Hola, estimada Comunidad!
Ya estamos finalizando Semana Santa y espero hayan pasado un excelente momento de reflexión, unión familiar y de sano disfrute. Mientras tanto, seguimos por acá compartiendo y reflexionando en nuestro concurso Observa, Piensa y Escribe al cual te invito a participar a través de este enlace:
/@lanzjoseg/concurso-observa-piensa-escribe-96dd9504dcdb1Desde muy niña, al ver el mar, siempre se ha producido dentro de mi una sensación que aún hoy no logro definir. Es una dualidad de pensamientos y sentimientos que a la vez producen emociones distintas, todo al mismo tiempo. Como les decía desde niña solía visitar el mar con mis hermanos y papá, vivíamos a pocos minutos si íbamos a pie. Papá nos enseñó a amar al mar, a sentirlo como una parte importante dentro de la creación de Dios. Cuando estábamos frente a él, después de mis muchos intentos fallidos en la pesca, cantábamos y gritábamos, eso también lo aprendí con papá. Aunque fue algo que entendí con el tiempo, papá solía desestresarse, y regularse, a través del mar.

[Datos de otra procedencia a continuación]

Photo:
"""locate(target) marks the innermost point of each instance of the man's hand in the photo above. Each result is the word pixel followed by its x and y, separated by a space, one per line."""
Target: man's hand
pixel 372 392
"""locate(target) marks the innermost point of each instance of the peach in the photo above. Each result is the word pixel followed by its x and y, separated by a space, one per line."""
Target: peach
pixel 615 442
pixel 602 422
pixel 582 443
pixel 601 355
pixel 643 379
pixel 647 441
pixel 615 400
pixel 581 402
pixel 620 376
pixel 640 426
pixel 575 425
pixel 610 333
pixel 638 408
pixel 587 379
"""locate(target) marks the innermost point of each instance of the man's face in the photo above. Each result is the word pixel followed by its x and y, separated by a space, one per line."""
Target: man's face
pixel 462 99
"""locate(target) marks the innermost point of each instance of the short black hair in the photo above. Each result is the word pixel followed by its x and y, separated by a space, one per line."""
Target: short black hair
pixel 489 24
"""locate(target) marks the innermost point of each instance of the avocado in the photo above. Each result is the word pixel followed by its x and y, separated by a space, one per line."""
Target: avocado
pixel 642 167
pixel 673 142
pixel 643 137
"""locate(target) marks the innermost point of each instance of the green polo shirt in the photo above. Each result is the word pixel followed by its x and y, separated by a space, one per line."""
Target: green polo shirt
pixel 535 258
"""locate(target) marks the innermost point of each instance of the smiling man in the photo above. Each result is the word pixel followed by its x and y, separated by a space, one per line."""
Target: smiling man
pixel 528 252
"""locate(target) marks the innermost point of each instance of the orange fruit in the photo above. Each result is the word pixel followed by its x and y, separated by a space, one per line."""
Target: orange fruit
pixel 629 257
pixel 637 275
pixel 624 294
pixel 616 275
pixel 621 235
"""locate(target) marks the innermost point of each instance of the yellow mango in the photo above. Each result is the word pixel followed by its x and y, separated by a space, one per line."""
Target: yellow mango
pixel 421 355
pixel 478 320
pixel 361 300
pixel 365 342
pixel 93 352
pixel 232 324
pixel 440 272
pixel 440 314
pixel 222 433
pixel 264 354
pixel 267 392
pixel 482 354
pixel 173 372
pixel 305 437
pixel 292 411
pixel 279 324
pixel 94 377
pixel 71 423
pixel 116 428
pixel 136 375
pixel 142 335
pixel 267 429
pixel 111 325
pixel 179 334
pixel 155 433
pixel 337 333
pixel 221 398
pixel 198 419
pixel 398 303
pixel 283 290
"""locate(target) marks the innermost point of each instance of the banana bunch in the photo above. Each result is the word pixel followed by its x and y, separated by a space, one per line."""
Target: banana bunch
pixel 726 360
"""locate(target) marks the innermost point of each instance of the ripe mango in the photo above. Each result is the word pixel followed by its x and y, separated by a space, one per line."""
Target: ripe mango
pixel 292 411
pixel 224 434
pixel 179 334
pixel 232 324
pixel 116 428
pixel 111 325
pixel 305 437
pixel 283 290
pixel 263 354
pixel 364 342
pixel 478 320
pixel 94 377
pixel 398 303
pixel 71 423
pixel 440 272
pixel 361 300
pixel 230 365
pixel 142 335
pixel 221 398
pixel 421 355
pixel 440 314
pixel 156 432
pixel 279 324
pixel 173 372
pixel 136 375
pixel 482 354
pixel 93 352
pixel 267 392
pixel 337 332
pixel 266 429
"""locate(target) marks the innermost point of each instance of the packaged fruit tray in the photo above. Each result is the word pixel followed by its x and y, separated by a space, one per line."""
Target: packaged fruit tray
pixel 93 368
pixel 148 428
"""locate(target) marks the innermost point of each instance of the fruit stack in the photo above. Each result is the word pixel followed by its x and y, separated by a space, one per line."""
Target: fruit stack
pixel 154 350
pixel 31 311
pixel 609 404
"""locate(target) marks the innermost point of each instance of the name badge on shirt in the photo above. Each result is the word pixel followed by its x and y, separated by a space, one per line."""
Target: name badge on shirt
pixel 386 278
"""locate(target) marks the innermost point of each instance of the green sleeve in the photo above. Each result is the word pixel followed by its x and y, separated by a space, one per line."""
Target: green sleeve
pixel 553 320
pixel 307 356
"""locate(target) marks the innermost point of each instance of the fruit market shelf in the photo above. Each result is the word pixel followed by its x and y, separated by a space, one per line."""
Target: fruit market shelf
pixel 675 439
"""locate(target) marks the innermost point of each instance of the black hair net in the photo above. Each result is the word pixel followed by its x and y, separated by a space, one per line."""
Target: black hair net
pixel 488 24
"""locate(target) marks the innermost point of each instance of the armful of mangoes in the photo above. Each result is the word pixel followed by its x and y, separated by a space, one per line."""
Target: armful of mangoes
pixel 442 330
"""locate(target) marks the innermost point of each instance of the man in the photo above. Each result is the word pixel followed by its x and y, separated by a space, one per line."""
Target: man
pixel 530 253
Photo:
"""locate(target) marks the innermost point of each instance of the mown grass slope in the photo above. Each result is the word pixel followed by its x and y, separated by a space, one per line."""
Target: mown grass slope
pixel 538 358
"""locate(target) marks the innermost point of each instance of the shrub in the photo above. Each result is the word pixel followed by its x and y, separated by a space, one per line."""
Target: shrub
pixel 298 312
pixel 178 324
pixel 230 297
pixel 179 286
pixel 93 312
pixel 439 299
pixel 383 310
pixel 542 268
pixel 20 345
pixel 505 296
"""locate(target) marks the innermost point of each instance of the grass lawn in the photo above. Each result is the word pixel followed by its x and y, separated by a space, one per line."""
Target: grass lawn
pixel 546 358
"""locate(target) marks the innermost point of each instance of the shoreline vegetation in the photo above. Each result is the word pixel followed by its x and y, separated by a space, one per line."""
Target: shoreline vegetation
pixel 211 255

En los momentos que quedábamos en silencio, yo miraba al mar y surgía una extraña sensación acompañada de un escalofrío que recorría mi cuerpo y sentía mucho miedo y le decía a papá y él solo me decía que estuviera tranquila, que no era miedo, sino, respeto, porque así como se presentaba sereno, él mar también se enfurecía, como los seres humanos y por eso había que tratarlo respetuosamente.
Amo el mar y aprendí a respetar sus fronteras y mis limitaciones, en contacto con él aprendí que, como todo en la vida, siempre habrá momentos de calma, de tranquilidad mental y alegría pero también, al igual que en la vida, habrá momentos en los que toda la indignación, la presión que nos provoca el diario vivir, la desesperación por las cosas que no llegan; provocarán en nosotros malestar y porque no, una rabia incontenible que deberemos dejar salir para no herir.
Necesitamos entender que no todo el tiempo es tiempo de sonrisas, que por más que queramos, la tristeza puede sobrepasarnos y eso está bien, y que cuando notemos eso en el otro, debemos respetar sin juzgar y sin dar consejos que muchas veces no serán bien recibidos. Es preciso entender que no todo es Tormenta pero tampoco todo es Paz; y que cuando estemos en momentos fallidos tenemos que buscar la mejor manera de decantar lo que sentimos para no hacer más daño.